Adepts of survivalism, AFO members organized fallback zones in which they stuck up on food and basic necessities. They set up various warning codes to assess the disaster situation and take the necessary measures accordingly. They also organized survivalism courses during which were taught the use of firearms and crossbows, techniques for thwarting police surveillance, the manufacture of napalm and explosives, military combat techniques and legal training for police custody.

=== Structure ===
AFO was structured into three circles, each named after a color. Members of the "white" circle provided logistical support to the organization, those of the "grey" circle trained recruits and supported the group's actions, and those of the "black" circle had to take action. The members of this last circle, made up of around ten people, were clandestine and other AFO members did not know their identity. With Service d'Action Civique as a model, AFO was structured in local cells, under the control of regional cells which in turn reported to the national structure. The AFO's Île-de-France cell was notably active.

=== Recruitments ===
Members were recruited through the Internet, on websites Guerredefrance.fr and Réveil patriote, as well as among shooting sports clubs and within Volontaires pour la France. In 2018, AFO was looking to recruit members from the police, the military and the hunting community.

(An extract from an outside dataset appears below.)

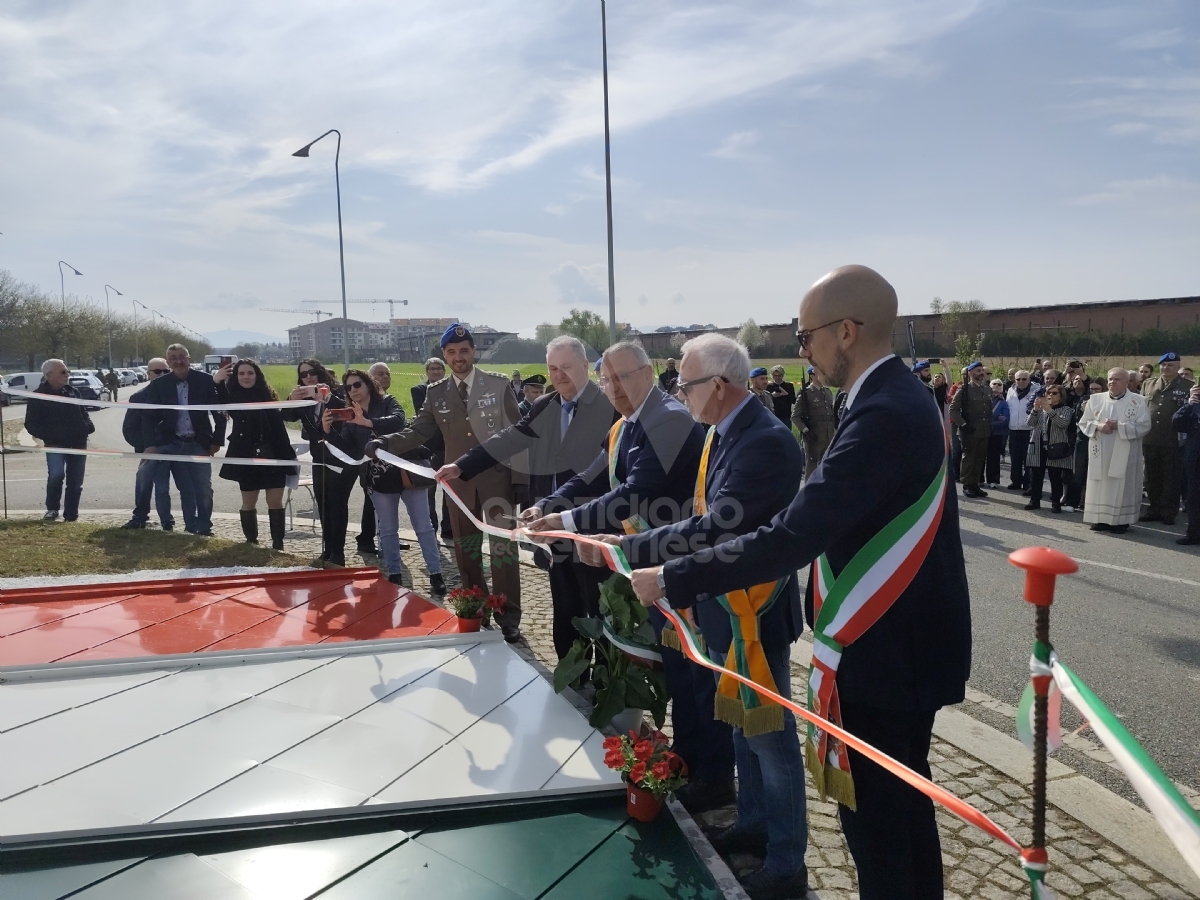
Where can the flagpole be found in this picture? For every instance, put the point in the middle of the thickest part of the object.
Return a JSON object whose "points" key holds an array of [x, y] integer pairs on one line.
{"points": [[607, 174]]}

=== Organizational structure ===
The group included many ex-military personnel, reservists and police officers. According to historian Nicolas Lebourg, a large proportion of the members were of old age and were wealthy. According to political scientist Jean-Yves Camus, "its members work according to the principle "soldier one day, soldier forever!" Years, even decades after leaving uniform, they imagine themselves still invested with a sacred mission, which would be to save France..."

== Legal case ==
The cell was spotted by the General Directorate for Internal Security (Direction générale de la sécurité interieure, DGSI) in February 2018. In June 2018, following the group's infiltration by a DGSI agent and the discovery of grenade-throwing trainings in the forest, ten AFO members were arrested. Dozens of firearms and thousands of ammunition were found during searches, including components used to manufacture TATP-type explosives. In July 2018, two other members were arrested. However, in the absence of sufficient charges, most members were released and placed under judicial supervision.

In June 2019, another AFO member, who was a diplomat of the French Embassy in Salvador, was indicted for membership of the group. In October 2019, another person was indicted in the case.

In May 2023, the Parquet National Antiterroriste (Pnat) requested a trial for 15 AFO members suspected of terrorist criminal association between 2017 and 2018, and of another AFO member for weapons and explosives offenses. This makes it the most important case of violent right-wing extremism brought before the French courts.

== Ideology ==
The AFO is islamophobic and sees itself as a force of resistance to what it perceives as the "Islamic peril". It is thus explicitly opposed to Muslims. AFO is classified to the far right of the political spectrum. With its desire to construct "white" communities, AFO is also white nationalist, although historians Nicolas Lebourg and Marlène Laruelle note that the AFO does not mobilize this ideology's references, instead proclaiming itself Gaullist. It is also classified as identitarian.

Its members are afraid of "Great Replacement", which they envision both in its Islamophobic dimension and in its antisemitic conspiracist version. They reckon that the 2015 attacks in France were a continuation of the Algerian War and believe in the imminence of an ethnic civil war, estimating that a civilization conflict has been underway since the September 11 attacks. Pnat considers it belongs to the accelerationist political tendency, while Nicolas Lebourg also describes it as "radicalized populist".

The organization considers "supporters of the Islamic system", "sub-Saharan Africans", "leftists" and "droits-de-l'hommistes" (literally: "human rightsists") as enemies. According to political scientist Jean-Yves Camus, they see migrants as a fifth column of Islam.